Ação discutia a legalidade da contratação para os serviços bancários

Prefeitura de Blumenau vence ação judicial junto à Caixa promovida por outra instituição financeira

Ação discutia a legalidade da contratação para os serviços bancários

Redação

A Prefeitura de Blumenau informou nesta manhã de segunda-feira, 27, que obteve vitória judicial em ação promovida por instituição financeira que prestava serviços bancários para o pagamento dos servidores públicos municipais.
A ação discutia a legalidade da contratação da Caixa Econômica Federal para os serviços bancários, de gerenciamento e centralização, e processamento da folha de pagamentos.

Entenda

Diante do término do prazo de contrato com a instituição financeira que atendia a Prefeitura de Blumenau, várias possibilidades foram estudadas. Em análise, a cidade considerou a contratação direta da Caixa como uma opção que melhor atenderia ao interesse público.

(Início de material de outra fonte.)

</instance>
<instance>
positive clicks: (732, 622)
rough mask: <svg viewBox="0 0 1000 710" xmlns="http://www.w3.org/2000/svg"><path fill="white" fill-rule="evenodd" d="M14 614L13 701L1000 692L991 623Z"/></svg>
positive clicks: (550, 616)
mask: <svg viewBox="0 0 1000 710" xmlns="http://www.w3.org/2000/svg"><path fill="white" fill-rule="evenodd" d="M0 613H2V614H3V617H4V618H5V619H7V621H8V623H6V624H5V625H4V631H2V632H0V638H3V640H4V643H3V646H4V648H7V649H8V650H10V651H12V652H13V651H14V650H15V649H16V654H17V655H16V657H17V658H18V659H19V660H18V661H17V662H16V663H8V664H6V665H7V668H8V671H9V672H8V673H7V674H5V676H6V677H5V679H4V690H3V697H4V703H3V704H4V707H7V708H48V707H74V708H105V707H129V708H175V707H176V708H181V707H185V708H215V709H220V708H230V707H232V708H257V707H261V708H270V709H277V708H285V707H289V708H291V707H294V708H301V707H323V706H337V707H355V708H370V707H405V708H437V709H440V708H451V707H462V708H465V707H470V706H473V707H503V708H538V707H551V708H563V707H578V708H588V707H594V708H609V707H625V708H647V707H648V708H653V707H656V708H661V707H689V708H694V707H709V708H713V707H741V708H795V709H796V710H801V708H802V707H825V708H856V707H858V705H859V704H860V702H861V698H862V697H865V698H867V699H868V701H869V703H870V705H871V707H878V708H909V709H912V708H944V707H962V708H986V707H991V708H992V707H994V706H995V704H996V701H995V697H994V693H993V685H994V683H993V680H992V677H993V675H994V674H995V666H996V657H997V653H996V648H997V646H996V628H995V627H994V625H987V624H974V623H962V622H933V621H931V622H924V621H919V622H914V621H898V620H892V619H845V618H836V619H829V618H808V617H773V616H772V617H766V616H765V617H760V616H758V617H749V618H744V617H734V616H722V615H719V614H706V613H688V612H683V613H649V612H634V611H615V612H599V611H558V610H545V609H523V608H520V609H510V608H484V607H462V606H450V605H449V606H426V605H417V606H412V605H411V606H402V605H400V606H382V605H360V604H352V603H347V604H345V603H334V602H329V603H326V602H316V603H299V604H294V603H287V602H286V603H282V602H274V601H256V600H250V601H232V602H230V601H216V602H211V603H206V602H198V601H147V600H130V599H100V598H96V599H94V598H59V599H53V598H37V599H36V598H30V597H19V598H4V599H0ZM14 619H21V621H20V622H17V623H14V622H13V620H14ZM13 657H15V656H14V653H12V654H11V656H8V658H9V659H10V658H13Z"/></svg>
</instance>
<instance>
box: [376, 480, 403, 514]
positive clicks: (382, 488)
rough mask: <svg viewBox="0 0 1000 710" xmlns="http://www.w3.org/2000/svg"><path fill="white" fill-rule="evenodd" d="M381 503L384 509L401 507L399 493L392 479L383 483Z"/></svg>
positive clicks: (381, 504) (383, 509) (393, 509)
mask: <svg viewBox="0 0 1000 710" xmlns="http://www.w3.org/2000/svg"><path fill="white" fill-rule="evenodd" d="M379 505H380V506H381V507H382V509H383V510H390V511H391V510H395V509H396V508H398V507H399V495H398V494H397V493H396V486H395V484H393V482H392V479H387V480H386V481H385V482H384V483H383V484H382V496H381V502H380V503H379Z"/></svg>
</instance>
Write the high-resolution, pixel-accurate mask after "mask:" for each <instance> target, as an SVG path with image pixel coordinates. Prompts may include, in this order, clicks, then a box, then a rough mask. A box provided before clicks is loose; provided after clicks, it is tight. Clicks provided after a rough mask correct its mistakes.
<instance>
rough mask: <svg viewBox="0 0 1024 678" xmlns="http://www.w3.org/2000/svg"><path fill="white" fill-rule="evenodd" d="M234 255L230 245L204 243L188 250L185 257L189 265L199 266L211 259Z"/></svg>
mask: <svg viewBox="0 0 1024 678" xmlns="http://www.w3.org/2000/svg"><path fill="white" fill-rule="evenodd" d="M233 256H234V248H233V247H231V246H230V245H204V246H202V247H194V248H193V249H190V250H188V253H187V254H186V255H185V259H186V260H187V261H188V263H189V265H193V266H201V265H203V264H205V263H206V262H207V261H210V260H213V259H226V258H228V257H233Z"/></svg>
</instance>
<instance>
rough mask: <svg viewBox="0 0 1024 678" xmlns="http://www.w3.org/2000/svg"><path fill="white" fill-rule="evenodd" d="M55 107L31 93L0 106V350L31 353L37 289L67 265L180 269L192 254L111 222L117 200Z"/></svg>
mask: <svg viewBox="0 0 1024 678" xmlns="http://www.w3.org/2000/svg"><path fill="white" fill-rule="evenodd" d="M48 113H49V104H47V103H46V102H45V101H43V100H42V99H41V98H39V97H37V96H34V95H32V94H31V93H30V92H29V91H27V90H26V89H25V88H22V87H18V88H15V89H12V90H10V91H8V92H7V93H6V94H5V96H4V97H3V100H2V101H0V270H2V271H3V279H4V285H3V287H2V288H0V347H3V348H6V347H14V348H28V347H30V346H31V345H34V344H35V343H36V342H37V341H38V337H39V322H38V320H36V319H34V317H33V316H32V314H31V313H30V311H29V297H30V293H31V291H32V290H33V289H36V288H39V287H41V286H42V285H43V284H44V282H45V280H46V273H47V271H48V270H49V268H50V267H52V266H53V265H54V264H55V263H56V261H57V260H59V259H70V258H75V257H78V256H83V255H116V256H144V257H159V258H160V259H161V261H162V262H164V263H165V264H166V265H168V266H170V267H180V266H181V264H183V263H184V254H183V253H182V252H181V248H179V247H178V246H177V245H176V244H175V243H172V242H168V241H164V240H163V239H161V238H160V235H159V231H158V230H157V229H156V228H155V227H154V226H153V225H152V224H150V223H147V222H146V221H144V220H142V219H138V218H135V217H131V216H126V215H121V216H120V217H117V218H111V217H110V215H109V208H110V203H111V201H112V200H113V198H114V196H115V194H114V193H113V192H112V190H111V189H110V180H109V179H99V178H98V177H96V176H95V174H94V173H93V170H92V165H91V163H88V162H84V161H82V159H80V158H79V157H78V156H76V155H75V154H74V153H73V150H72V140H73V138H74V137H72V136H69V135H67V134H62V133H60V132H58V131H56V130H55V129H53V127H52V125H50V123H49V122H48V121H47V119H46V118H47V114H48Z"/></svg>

Diante disso, observando todos os requisitos legais, a contratação foi efetivada por meio de um processo de dispensa, sem a abertura de processo licitatório comum; onde várias instituições financeiras poderiam participar da disputa.

Com a decisão, o banco que vinha prestando o serviço para o poder público entendeu que a contratação direta poderia ser irregular, motivando uma ação judicial contra a prefeitura e a nova instituição prestadora do serviço. O objeto da ação, era a declaração de nulidade do contrato celebrado entre a Prefeitura de Blumenau e a Caixa Econômica Federal, bem como a posterior obrigatoriedade de licitação para a prestação dos serviços.

Processo

Durante o processo os questionamentos encaminhados ao município foram respondidos e defendidos pela Procuradoria Geral do Município (PGM).

Esclarecimentos que resultaram no julgamento improcedente da ação, uma vez que o juízo da 1ª Vara Federal de Blumenau entendeu que “[…] no caso dos autos, não restou demonstrado qualquer desvio de finalidade, lesão econômica ou jurídica aos princípios da Administração Pública, de forma que devem ser julgados improcedentes os pedidos. […]”.